# Uplands Manor House, Cambridgeshire - June 2012



## steve2109 (Jun 4, 2012)

Decided to pay a visit to Uplands today on my way to another explore (which failed), Nature is claiming the house back and was quite difficult to see until you were right on it. I won't go into the history as it has been done on here many times. Ok well onto the pics hope you enjoy.....


----------



## UE-OMJ (Jun 4, 2012)

Thats somewhere I need to pop into one day too, looks like a nice wander.
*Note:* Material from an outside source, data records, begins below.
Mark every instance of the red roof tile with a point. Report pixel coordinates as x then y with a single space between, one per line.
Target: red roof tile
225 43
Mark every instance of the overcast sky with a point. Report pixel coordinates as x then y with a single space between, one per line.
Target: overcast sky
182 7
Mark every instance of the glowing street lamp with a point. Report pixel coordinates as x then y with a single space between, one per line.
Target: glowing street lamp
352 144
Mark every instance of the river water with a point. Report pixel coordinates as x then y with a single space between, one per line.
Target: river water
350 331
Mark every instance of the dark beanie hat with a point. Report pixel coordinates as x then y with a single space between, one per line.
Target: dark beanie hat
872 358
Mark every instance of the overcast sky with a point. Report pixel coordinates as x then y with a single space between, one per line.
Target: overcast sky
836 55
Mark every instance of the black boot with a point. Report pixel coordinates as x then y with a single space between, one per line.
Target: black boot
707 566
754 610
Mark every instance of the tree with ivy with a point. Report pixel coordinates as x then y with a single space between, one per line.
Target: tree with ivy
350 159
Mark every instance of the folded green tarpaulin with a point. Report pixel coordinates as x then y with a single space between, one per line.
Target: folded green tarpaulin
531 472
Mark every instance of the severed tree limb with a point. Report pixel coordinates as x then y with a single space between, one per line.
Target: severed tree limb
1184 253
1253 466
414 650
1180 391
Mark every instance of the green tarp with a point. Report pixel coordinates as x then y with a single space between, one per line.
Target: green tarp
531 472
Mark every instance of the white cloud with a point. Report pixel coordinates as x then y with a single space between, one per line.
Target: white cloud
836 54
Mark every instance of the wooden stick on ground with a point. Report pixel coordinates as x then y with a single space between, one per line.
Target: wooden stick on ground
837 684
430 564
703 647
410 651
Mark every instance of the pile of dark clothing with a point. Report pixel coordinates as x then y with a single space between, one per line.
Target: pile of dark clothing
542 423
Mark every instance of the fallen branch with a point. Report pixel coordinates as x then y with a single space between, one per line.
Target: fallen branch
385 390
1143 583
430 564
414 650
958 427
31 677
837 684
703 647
Just out of interest, what was the place that you failed? I failed today too at Sleaford Maltings  Secca found me before I got started!


----------



## Ninja Kitten (Jun 4, 2012)

very nice...lovely place and great pics


----------



## flyboys90 (Jun 4, 2012)

The chimney stack is amazing,superb photos.


----------



## perjury saint (Jun 4, 2012)

Nice! Like it when nature claws it all back! Nice pics...


----------



## UrbanX (Jun 5, 2012)

Still looking good


----------



## Bambii (Jun 5, 2012)

Some beautiful pics there - thanks for sharing!


----------



## inceptionwave (Jun 5, 2012)

Wow awesome report, I love it when nature reclaims the buildings, superb photo's thanks!


----------



## UrbanX (Jun 6, 2012)

Dude, you shouldn't dig up anything from that site...


----------